Nein. Davor warnte der schon lange altmodisch gewordene Freud. Er wusste um die dünne Firnis der Zivilisation. Er betonte die Notwendigkeit, gewisse "Hemmungen" einzubauen, einzuüben, weil ungehemmte Freiheit sich sofort ins Gegenteil niederschlägt, in blanke Barbarei. Der Yale-Professor kennt jedoch nicht nur seine direkte Klientel, seine Auftraggeber, sondern auch das "Volk", an welches der Abglanz seiner Geschäftsveranstaltung zusätzlich verhökert wird. A philosophical touch verleiht Aura. Die dient dem Geschäft. Also drehen wir um und erscheinen wir als Kämpfer der Überwindung der üblichen Trennung von Geist und Körper. Dass hinter dieser Schmalspursicht ein antizivilisatorischer Zug liegt und lauert, verdeckt die vordergründige "Offenheit".

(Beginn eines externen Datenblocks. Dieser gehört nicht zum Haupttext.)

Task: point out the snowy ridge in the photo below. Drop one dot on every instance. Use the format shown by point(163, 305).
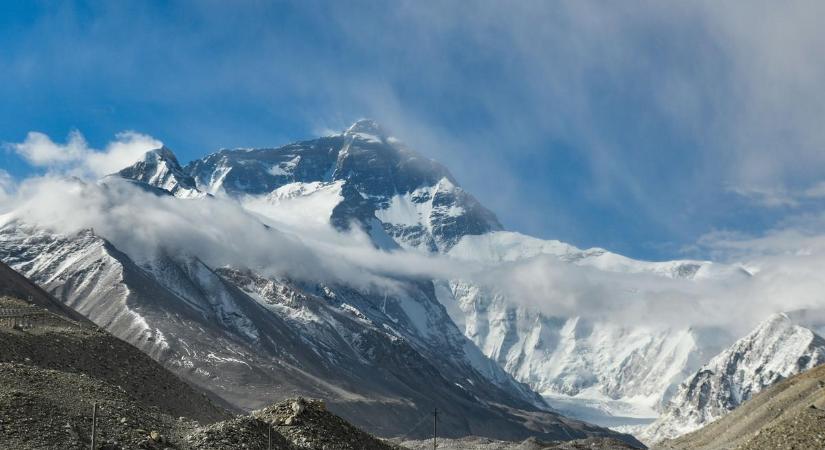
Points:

Die Kunstwelt ist so perfekt vergeschäftigt worden, dass ihre Wertstruktur die ganze Kulturlandschaft durchdringt. Kein Staat will sich lumpen lassen und vergeudet Millionen und Millionen für unnütze Museen, die, ähnlich wie früher die Herrschereitelkeit, heute das Profitstreben und den überaus positiven "Image-Transfer" befriedigen, fast alle begrüssen die rational nicht mehr nachvollziehbare Preispolitik und entwerfen immer gefinkeltere Massnahmen zur Preissteigerung und -sicherung. Öffentliche Einrichtungen machen mit, soweit sie es vermögen, und so perpetuieren alle das Kunstgeschäft. Wenn wer nach "Kunst" fragt, ist er "out", weil nicht verständig. Verständige machen mit. Mitmacherkultur.

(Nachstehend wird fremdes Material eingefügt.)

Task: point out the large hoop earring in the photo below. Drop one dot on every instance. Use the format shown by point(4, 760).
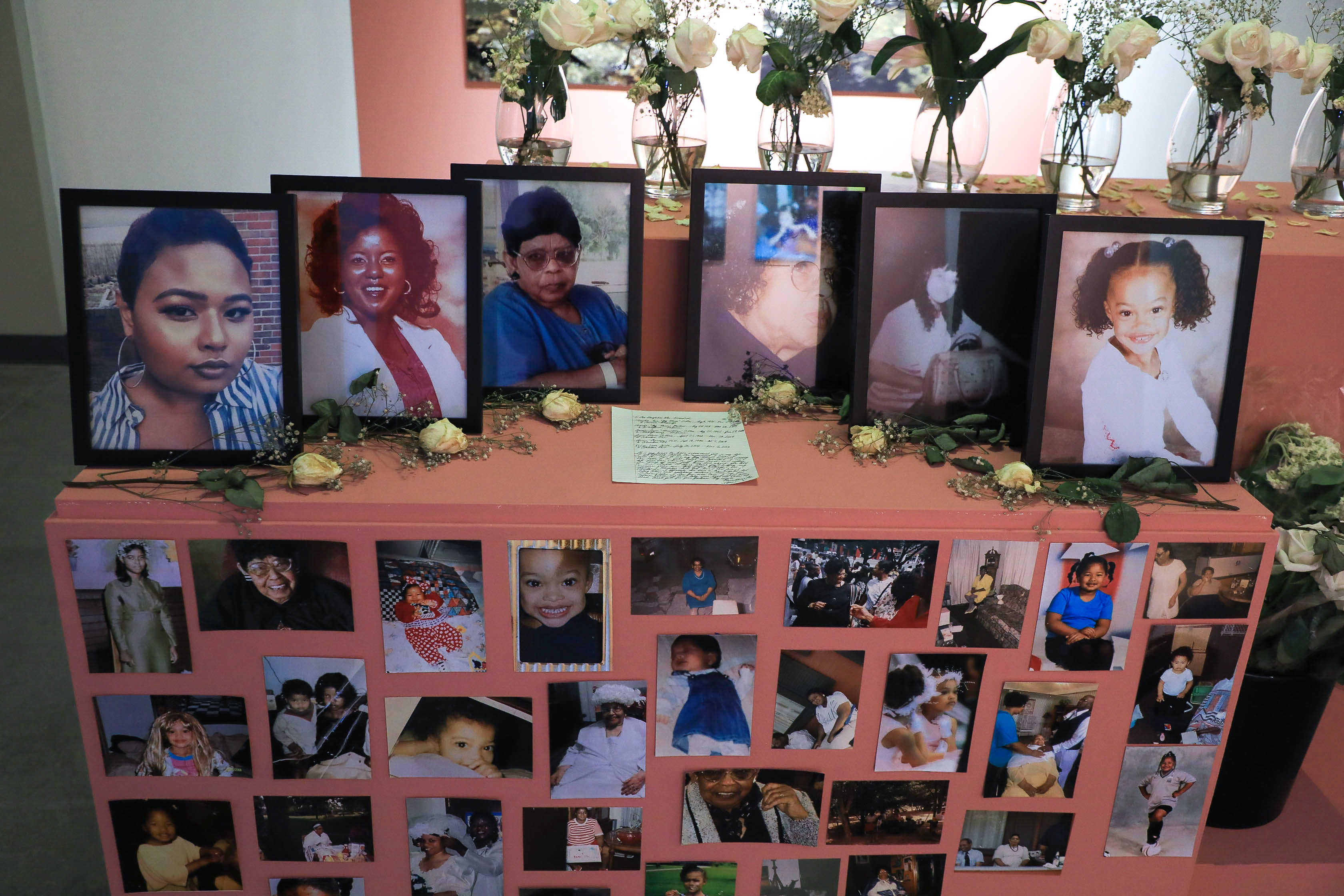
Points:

Die Venediger Veranstaltung mit ihrem alten Nationalvertretungskonzept könnte den Widerspruch zwischen individuellem Künstler und nationalem Anspruch verdeutlichen. Doch die Mitmacher fügen sich ein und verdienen: es geht nicht um die Kunst und den oder die Künstlerin, es geht um den Markt. Der ist eigentlich trans- oder international, aber es erhebt, gerade in unsicheren Zeiten, ihn national einzufärben und auszugeben. Nationalkunst, Nationalkulturen? Dem Geschäft ist alles recht, wenn es Profit erzeugt. Gegenwärtig hilft ihm Nationalismus und Registratur. Nationale Buchhalter in einer globalen Geschäftswelt: wie im Sport (Olympische Spiele), wie in der Wirtschaft, wie in der Politik (UNO).